Ukrainian airline counts cost of Canadian court battle as it aims to get its outsize cargo business back on track

Ukraine's Antonov Airlines has won a lengthy legal battle in Canada to free a seized An-124-100 Ruslan, enabling it to begin actively marketing its outsize cargo charter business again.

The aircraft is the second of seven Ruslans operated by Antonov Airlines that has been seized: the other is parked at a Belgian air force base outside Brussels pending a similar trial in April. Both countries recognise the rulings of the international court or arbitrage in Stockholm and allow third country nationals to freeze assets of debtors .

The airline's commercial director Valery Kulbaka says marketing activity has been effectively suspended over the past 18 months while it fought the successive cases. He adds that the company needs increased activity to recoup the estimated $75 million business downturn directly attributable to the seizure of the An-124 as well as legal costs.

Operations have also been restricted due to a "no-fly zone" of countries thought likely to enforce similar seizure orders.

"We're happy because at last it is resolved, but all is not solved: we still have an aircraft seized, we're still fighting in Europe, don't have access to the USA and we've suffered a colossal loss of business," says Kulbaka. He is confident the essential question of ownership proved in the Canadian case will convince Belgian judges to follow suit and reopen countries that recognise the Swedish court to the carrier.

Antonov Airlines is now to launch a lawsuit for damages estimated to exceed $100 million, but admits it has little chance of winning against TMR (formerly owned by The Mark Rich Company), which has no assets in Canada, says Kulbaka. Instead, it is to concentrate on rebuilding the business, which suffered a 39% drop in revenues last year as a combined result of loss of customer confidence and the operating restrictions.
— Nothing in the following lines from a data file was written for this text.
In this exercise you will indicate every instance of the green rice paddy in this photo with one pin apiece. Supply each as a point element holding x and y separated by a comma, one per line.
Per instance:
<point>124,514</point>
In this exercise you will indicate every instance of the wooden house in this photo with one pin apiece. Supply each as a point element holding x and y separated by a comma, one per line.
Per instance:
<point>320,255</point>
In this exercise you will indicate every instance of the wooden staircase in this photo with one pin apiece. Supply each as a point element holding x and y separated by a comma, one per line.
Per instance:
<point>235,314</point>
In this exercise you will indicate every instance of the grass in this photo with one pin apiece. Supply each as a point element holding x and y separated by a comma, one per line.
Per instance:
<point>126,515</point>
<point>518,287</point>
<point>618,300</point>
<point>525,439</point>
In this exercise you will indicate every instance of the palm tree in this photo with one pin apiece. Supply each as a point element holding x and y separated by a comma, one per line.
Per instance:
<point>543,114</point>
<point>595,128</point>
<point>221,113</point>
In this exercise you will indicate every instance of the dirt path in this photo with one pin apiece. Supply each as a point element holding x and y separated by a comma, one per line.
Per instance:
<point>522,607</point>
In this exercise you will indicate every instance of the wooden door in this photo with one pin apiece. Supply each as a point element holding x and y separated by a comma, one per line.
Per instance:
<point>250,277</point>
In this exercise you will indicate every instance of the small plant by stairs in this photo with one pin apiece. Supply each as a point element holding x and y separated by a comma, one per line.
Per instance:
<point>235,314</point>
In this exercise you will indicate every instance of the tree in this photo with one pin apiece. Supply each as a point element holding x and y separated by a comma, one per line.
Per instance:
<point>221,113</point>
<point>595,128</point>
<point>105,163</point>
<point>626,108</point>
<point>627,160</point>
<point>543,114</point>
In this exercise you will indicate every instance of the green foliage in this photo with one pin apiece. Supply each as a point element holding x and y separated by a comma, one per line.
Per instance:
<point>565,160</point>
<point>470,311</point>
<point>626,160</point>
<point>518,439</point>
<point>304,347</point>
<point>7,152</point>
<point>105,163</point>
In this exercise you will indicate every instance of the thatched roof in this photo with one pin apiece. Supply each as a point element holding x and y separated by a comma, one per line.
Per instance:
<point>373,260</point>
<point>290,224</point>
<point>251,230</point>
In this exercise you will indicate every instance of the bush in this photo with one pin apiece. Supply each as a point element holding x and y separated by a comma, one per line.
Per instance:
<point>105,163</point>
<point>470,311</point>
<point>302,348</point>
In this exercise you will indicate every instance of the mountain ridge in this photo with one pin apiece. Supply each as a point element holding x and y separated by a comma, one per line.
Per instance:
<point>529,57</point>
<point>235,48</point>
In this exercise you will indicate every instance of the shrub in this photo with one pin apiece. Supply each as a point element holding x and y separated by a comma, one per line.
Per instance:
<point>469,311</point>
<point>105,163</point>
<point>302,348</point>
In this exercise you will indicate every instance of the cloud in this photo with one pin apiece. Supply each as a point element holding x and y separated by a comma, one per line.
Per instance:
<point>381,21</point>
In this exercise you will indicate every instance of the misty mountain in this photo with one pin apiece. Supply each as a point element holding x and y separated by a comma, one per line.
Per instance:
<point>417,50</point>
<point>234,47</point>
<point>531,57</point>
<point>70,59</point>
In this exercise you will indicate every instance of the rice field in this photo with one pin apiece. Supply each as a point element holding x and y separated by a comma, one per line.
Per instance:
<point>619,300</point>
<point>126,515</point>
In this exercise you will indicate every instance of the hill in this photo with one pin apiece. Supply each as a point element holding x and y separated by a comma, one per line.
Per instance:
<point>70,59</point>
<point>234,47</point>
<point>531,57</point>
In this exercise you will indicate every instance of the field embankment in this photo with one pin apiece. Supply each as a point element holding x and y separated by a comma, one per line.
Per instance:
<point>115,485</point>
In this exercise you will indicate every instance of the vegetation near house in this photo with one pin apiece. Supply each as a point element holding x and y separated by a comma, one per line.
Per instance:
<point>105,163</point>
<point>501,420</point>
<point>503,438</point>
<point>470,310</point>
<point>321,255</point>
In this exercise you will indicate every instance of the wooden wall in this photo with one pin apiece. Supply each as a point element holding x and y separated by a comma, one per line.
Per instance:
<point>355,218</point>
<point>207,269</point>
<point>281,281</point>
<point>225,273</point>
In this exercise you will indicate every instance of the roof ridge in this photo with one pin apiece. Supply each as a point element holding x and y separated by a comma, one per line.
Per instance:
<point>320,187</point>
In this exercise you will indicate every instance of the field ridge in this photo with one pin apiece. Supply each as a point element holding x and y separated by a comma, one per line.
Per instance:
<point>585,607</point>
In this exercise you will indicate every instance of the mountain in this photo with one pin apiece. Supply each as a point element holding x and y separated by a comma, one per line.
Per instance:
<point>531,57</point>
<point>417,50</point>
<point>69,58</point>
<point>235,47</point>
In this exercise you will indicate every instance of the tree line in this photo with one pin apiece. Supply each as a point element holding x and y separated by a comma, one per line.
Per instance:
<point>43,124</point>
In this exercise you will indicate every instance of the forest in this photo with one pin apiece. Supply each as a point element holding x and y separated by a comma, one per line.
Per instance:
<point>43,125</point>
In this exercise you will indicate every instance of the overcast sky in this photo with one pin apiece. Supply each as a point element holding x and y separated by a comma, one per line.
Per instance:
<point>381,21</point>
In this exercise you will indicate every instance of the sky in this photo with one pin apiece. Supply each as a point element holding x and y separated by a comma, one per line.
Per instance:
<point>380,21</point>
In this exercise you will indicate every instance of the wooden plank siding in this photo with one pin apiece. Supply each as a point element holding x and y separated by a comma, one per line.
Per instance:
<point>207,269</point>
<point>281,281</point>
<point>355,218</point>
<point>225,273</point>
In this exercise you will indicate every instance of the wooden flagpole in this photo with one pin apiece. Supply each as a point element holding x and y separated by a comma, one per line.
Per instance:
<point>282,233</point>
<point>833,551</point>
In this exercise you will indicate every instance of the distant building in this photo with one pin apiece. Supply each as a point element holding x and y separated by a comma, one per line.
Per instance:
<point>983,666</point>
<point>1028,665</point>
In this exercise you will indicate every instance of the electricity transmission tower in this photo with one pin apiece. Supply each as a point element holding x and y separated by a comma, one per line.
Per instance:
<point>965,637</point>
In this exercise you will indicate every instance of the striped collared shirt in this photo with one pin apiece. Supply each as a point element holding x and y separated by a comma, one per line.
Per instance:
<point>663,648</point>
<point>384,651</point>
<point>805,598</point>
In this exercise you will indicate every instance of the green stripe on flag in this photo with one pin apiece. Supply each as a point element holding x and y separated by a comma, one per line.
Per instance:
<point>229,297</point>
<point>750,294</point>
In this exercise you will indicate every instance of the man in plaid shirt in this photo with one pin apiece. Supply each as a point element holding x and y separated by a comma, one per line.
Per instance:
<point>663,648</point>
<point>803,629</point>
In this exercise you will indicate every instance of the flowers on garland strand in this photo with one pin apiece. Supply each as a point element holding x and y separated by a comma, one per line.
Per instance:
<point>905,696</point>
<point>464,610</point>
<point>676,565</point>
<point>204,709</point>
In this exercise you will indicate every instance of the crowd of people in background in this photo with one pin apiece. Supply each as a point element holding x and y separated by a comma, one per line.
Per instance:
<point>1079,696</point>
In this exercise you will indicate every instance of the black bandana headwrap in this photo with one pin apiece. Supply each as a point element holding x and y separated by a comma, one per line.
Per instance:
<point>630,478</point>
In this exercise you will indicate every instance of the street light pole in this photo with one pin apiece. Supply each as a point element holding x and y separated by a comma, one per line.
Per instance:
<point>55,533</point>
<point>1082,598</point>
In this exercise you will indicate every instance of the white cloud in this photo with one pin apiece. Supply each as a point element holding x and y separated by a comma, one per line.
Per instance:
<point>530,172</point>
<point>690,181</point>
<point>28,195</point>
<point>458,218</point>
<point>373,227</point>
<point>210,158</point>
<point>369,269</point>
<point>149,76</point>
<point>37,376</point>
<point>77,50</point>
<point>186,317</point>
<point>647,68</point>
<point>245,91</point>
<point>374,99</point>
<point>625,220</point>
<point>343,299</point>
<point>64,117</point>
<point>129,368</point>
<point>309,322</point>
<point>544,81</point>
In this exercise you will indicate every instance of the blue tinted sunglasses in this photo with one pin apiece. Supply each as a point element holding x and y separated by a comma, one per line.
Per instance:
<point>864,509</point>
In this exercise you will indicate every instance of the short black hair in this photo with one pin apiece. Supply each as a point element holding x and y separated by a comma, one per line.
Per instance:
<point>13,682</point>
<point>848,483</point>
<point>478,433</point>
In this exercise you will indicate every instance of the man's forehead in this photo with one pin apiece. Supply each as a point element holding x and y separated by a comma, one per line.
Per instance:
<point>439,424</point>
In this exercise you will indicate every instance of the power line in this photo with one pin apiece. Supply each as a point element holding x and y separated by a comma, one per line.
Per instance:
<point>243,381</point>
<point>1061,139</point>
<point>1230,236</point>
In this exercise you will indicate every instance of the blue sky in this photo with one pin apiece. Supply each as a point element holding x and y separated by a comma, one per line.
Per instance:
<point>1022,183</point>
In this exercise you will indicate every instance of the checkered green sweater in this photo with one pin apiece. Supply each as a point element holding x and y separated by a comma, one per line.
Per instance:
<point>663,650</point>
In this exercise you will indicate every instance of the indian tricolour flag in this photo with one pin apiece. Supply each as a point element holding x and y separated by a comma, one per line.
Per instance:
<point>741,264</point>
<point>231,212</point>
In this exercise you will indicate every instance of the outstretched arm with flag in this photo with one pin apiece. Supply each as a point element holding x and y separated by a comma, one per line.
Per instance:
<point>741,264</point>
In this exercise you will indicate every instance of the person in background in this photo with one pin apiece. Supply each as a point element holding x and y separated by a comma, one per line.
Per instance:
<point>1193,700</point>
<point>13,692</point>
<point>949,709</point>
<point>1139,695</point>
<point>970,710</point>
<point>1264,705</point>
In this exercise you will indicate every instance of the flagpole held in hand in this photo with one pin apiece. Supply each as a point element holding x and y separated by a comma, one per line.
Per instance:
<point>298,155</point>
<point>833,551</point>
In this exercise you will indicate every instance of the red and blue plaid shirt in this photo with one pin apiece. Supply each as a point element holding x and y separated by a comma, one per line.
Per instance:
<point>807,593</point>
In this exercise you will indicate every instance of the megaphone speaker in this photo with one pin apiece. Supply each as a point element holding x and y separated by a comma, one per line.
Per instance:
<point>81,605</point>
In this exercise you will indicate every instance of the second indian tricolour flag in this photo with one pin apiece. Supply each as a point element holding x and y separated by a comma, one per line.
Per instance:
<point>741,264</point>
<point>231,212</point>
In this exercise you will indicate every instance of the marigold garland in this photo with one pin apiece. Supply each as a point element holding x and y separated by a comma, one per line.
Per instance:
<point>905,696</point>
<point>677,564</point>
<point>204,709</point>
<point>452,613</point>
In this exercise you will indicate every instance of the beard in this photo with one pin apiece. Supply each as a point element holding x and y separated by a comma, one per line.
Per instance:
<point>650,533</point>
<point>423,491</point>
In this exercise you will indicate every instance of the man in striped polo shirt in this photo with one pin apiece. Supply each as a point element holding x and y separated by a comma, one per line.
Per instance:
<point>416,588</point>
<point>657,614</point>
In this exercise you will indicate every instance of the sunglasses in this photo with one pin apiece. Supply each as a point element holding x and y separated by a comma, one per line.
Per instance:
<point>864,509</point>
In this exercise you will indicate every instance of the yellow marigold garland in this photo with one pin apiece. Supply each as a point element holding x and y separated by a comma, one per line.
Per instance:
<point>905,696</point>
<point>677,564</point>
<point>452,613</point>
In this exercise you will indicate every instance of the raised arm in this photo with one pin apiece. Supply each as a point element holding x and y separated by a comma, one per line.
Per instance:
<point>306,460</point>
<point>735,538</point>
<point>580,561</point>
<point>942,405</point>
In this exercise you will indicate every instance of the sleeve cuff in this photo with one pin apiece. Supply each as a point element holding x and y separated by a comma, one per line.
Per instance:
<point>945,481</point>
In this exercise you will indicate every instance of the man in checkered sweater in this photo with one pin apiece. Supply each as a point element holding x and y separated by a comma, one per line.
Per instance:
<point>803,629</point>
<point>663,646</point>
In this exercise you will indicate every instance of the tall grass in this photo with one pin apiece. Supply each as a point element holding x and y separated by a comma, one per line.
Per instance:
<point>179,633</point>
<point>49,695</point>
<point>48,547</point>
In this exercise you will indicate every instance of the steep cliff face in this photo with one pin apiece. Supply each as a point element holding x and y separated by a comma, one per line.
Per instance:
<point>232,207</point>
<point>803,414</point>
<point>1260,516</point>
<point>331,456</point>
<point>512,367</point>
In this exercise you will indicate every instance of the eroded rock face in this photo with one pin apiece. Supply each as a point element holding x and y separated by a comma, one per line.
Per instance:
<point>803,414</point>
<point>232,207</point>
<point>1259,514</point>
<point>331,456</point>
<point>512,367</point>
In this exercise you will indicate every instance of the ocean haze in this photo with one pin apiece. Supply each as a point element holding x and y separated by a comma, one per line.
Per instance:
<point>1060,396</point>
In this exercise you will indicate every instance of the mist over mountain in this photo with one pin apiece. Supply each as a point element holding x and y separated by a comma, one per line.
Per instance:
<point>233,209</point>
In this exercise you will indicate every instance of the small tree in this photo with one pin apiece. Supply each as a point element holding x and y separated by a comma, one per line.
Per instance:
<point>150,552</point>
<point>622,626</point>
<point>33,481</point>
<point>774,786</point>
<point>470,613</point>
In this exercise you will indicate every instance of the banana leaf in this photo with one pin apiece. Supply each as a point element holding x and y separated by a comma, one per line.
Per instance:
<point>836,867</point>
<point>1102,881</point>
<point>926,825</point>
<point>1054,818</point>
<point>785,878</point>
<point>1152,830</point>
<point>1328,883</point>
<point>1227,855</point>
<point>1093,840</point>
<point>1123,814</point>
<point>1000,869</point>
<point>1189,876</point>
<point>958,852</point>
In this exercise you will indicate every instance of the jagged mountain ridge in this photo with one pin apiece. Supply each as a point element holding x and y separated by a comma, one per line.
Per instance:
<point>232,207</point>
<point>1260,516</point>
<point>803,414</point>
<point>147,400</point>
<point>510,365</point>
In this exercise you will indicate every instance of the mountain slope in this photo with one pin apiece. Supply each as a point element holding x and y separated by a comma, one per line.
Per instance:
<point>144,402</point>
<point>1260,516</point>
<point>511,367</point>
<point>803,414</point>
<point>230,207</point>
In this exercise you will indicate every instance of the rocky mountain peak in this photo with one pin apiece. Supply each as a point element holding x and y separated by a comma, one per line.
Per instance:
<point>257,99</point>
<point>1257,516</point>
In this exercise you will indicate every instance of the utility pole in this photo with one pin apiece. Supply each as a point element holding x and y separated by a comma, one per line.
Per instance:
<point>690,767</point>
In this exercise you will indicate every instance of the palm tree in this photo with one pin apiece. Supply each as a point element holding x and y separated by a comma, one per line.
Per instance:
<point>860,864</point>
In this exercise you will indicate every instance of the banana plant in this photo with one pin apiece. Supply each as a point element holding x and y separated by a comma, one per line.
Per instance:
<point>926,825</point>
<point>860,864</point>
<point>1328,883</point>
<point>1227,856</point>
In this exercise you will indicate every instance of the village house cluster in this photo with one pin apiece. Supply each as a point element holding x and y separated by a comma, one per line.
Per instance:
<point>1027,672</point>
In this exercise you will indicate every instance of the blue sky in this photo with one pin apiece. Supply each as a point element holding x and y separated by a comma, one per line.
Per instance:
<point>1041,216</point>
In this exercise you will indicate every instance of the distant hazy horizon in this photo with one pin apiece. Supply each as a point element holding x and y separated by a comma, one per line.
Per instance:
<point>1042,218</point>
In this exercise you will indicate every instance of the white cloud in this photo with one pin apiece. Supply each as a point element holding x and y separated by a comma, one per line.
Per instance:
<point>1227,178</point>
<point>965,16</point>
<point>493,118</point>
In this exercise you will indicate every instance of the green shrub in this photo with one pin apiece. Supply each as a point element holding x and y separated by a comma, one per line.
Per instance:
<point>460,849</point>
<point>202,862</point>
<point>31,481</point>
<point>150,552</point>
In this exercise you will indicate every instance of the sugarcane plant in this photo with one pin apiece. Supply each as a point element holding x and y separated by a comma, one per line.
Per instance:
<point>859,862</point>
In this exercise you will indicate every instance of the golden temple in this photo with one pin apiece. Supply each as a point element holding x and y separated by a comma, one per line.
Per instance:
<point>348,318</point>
Antonov Airlines is now preparing the aircraft for flight and return to revenue service. It was grounded at Goose Bay for over 18 months while the provincial and appeal court of Newfoundland-Labrador considered the case.

 How TMR confused the case

The Canadian federal court of appeal ruled last week that Cypriot company TMR Energy had no grounds to request the seizure of the Antonov Airlines An-124 at Goose Bay airport in June 2003, since an alleged debt owed to TMR by the State Property Fund of Ukraine had no relation to the Antonov Design Bureau or its Antonov Airlines division. The Canadian ruling found that TMR deliberately described Antonov Airlines as being a Ukrainian state entity "in such a way as to create some confusion" from which it would benefit. It also finds that TMR abused procedure in bringing the initial case in front of a low-level prothonotary court with little experience of the international arbitrage court.